Juda menambahkan kedua, risiko fraud seiring peningkatan penggunaan platform digital yang membuka peluang penipuan seperti pencurian identitas, transaksi palsu, manipulasi data, hingga judi online yang merusak reputasi dan kepercayaan masyarakat terhadap sistem keuangan.
Untuk itu, Juda menjelaskan pihaknya bersama pihak industri disebut memperkuat fraud detection system untuk mencegah masalah tersebut. Ke depan, artificial intelligence (AI) yang lebih canggih akan dikembangkan guna mendeteksi pola-pola fraud tertentu.
“Misalnya beli bubur ayam tengah malam seribu kali dengan jumlah yang sama, ini kan jelas sesuatu yang perlu dicurigai, anomali, sehingga ini kita deteksi. Itu salah satu contoh, dan ada banyak contoh lainnya, baik itu di level transaksi, di level jumlahnya, di level frekuensinya, ini bisa ditelisik dengan menggunakan AI. Ke depan kita sedang kembangkan itu,” tuturnya.

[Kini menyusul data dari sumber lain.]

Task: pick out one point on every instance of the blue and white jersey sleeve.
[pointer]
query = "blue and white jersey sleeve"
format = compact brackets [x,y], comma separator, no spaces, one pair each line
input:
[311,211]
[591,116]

Juda menambahkan ketiga risiko operasional terkait layanan pihak ketiga penyedia teknologi kritikal (third party risk). Infrastruktur sektor keuangan dinilai semakin banyak tergantung kepada penyedia teknologi kritikal seperti cloud service provider seiring dengan meningkatnya jumlah data.

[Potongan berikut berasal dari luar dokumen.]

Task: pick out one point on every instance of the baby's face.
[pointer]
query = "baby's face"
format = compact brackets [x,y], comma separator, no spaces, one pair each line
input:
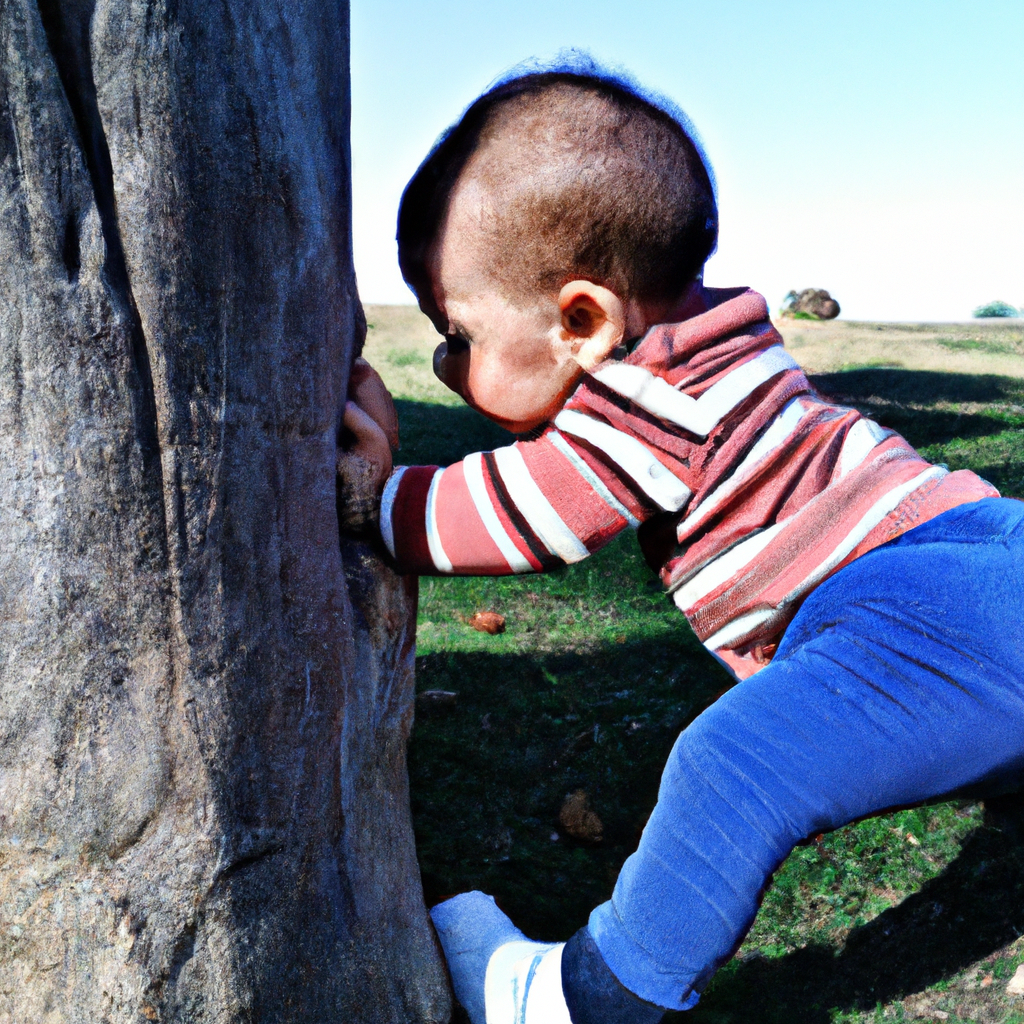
[512,363]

"Sehingga tak bisa atau terlalu berat untuk disimpan on-premise (sistem penyimpanan dan pengolahan data yang dikelola langsung oleh tim internal IT perusahaan serta berada di sebuah gedung)," pungkasnya.
Pada kesempatan tersebut, BI juga meluncurkan Buku Kajian Stabilitas Keuangan (KSK) Nomor 43 dan Aplikasi Kalkulator Hijau untuk mendukung upaya penghitungan dan pelaporan emisi Gas Rumah Kaca (GRK) perbankan dan pelaku usaha.